While some climate change activists and US Republicans will likely find fault with the accord - either for failing to take sufficiently drastic action, or for overreacting to an uncertain threat - many of the estimated 40,000 officials and environmentalists who set up camp on the outskirts of Paris say they see it as a long overdue turning point.
Six years after the previous climate summit in Copenhagen ended in failure and acrimony, the Paris pact appears to have rebuilt much of the trust required for a concerted global effort to combat climate change, delegates say.
"Whereas we left Copenhagen scared of what comes next, we'll leave Paris inspired to keep fighting," said David Turnbull, Director at Oil Change International, a research and advocacy organisation opposed to fossil fuel production.
Not Enough, Or Too Much?
From the outset, critics have said the emerging deal had serious weaknesses, most prominently the fact that envisaged emissions cuts will not be enough to keep warming to less than 2 degrees Celsius (3.6 Fahrenheit) over pre-industrial times, the level scientists say is needed to avert the worst effects of warming including severe droughts and rising sea levels.

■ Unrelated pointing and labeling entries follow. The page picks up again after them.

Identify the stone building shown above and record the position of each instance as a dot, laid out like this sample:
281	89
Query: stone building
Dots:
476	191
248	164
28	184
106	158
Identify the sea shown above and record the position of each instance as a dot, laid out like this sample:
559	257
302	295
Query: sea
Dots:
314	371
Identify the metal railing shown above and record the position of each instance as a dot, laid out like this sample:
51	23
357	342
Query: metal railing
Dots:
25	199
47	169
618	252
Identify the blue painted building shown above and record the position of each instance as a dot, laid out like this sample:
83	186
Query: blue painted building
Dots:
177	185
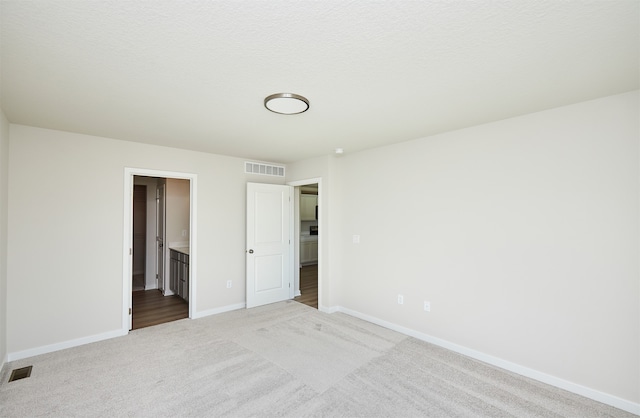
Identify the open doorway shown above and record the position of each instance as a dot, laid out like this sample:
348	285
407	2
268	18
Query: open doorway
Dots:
160	265
308	238
160	215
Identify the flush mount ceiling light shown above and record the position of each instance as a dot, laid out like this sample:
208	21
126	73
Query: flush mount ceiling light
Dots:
286	103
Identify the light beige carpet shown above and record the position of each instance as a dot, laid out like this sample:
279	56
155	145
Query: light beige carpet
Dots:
284	359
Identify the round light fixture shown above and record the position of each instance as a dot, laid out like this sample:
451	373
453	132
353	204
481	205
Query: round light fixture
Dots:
286	103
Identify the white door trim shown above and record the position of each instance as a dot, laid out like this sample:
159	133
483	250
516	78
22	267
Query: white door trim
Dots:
321	234
129	172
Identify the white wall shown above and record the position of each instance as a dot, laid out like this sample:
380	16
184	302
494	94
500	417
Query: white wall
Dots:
4	171
523	235
65	242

Unlike the Kyoto Protocol, the last major climate deal agreed in 1997, the Paris pact will also not be a legally binding treaty, something that would almost certainly fail to pass the US Congress. Instead, it will be largely up to each nation to pursue greener growth in its own way, making good on detailed pledges submitted ahead of the two-week summit.
And in the United States, many Republicans will see the pact as a dangerous endeavour that threatens to trade economic prosperity for an uncertain if greener future.
Still, by charting a common course, officials hope executives and investors will be more willing to spend trillions of dollars to replace coal-fired power with solar panels and windmills.
"It will be up to business, consumers, citizens and particularly investors to finish the job," said Hans Joachim Schellnhuber, director of the Potsdam Institute for Climate Impact Research.
A deal in Paris would mark a legacy-defining achievement for US President Barack Obama, who has warned not to "condemn our children to a planet beyond their capacity to repair".
'High Ambition'
Leaders of vulnerable low-lying countries - who brought together more than 100 nations in a "high ambition coalition" at the talks, striving for the strongest possible language - have portrayed the Paris talks as the last chance to avoid the catastrophic consequences of rising temperatures.
Without joining together for immediate action, they had warned, greenhouse gas emissions would be certain to push the planet's ecosystem beyond the 2C tipping point. They appeared to have carried the day, as Fabius said the text would seek to keep the rise to "well below" 2 degrees Celsius and if possible to limit global warming to 1.5 degrees.
While scientists say national pledges thus far are still too little to prevent that happening, the agreement should set out a roadmap for steadily increasing or "ratcheting up" those measures in order to head off calamity. Fabius said those efforts would occur every five years.
President Xi Jinping has promised that carbon dioxide emissions from China's rapidly developing economy will start falling from around 2030, and does not want to revisit the target. Delegates said China had also reasserted demands that developed nations do far more to curb greenhouse gas emissions, mostly the result of burning coal, gas and oil.
A final deal is expected to provide developing nations greater financial security as they wean themselves away from coal-fired power, and also suffer the financial consequences of a warming climate on the earth's flora and fauna.
It will set a "floor" for such funding at $100 billion a year, Fabius said, building on a 2009 pledge to provide at least that sum by 2020.